Their findings, published in Nature Communications under the title “Transport chirality generated by a tunable tilt of Weyl nodes in a van der Waals topological magnet,” demonstrate the potential of this technique to expand the possibilities of quantum technology.

Tuning Weyl Nodes for Enhanced Performance

The tuning of Weyl nodes with H+ heals the system’s (Mn-Te) bond disorder and lowers the internode scattering. In this process — which The City College team tests in the Krusin Lab using angularly-resolved electrical transport — electrical charges move differently when the in-plane magnetic field is rotated clockwise or counterclockwise, generating desirable low-dissipation currents. The reshaped Weyl states feature a doubled Curie temperature and a strong angular transport chirality synchronous with a rare field-antisymmetric longitudinal resistance — a low-field tunable ‘chiral switch’ that is rooted in the interplay of topological Berry curvature, chiral anomaly, and a hydrogen-mediated form of Weyl nodes.

“The major advance of this work is enlarging the breadth of designer topological quantum materials beyond nature’s blueprint.
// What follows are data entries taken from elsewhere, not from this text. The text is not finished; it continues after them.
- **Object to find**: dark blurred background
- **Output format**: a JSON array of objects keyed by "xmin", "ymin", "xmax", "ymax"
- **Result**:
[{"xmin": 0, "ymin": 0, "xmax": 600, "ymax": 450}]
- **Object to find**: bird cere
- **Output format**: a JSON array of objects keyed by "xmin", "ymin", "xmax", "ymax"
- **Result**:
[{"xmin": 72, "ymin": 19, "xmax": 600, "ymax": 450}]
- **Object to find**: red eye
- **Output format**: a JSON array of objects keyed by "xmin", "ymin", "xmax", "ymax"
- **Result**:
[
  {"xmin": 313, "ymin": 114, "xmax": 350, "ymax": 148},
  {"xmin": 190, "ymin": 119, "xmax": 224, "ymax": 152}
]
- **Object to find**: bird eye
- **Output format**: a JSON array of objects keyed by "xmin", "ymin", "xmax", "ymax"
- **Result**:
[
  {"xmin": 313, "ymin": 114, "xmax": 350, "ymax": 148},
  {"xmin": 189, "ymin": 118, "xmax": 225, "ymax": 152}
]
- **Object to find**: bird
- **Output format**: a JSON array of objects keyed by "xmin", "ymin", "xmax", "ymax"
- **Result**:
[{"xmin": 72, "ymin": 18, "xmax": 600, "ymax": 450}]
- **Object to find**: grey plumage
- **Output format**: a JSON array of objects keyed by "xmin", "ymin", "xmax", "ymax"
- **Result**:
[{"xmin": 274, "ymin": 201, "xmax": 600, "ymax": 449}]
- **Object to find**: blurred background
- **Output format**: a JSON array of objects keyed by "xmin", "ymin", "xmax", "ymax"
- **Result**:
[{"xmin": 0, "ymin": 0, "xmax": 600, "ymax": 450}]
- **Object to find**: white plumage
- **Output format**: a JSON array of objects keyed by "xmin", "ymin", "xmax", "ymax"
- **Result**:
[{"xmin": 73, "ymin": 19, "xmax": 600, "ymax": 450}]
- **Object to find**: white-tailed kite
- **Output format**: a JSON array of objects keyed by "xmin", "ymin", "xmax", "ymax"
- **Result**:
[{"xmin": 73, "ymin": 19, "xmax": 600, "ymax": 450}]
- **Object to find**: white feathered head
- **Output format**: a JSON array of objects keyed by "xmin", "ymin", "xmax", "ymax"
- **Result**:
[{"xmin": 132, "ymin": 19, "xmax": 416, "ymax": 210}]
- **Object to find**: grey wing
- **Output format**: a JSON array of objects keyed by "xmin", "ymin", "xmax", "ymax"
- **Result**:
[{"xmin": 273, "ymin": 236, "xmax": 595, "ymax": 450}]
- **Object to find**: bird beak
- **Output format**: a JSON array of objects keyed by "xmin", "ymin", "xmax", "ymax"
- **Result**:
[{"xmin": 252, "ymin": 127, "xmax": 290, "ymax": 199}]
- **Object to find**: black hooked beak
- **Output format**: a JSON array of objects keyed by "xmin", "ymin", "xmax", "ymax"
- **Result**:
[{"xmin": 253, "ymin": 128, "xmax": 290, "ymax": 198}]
Tunable topological bandstructures facilitated by hydrogen or other light elements through defect-related pathways expand the availability of accessible platforms for exploring and harnessing topological phases with stunning macroscopic behaviors, opening a path to a potentially disruptive chirality-based implementations in future quantum devices,” said Krusin-Elbaum, professor in CCNY’s Division of Science.

Toward the Future of Quantum Devices

The research in the Krusin Lab centers on exploring novel quantum phenomena such as Quantum Anomalous Hall (QAH) effect, which describes an insulator that conducts dissipationless current in discrete channels on its surfaces, 2D superconductivity, and axion state phenomena featuring a quantized thermal transport, all with the potential if industrialized to advance energy-efficient technologies. Krusin-Elbaum and her team said that the technique they have demonstrated is very general and ultimately may advance the potential of intrinsic topological magnets to transform future quantum electronics.

Reference: “Transport chirality generated by a tunable tilt of Weyl nodes in a van der Waals topological magnet” by Afrin N. Tamanna, Ayesha Lakra, Xiaxin Ding, Entela Buzi, Kyungwha Park, Kamil Sobczak, Haiming Deng, Gargee Sharma, Sumanta Tewari and Lia Krusin-Elbaum, 13 November 2024, Nature Communications.
DOI: 10.1038/s41467-024-53319-w

The CCNY-based Harlem Center for Quantum Materials is a partner in the research. It strives to solve fundamental problems in novel functional materials systems that have vital scientific and technological importance. The research is supported in part by the National Science Foundation.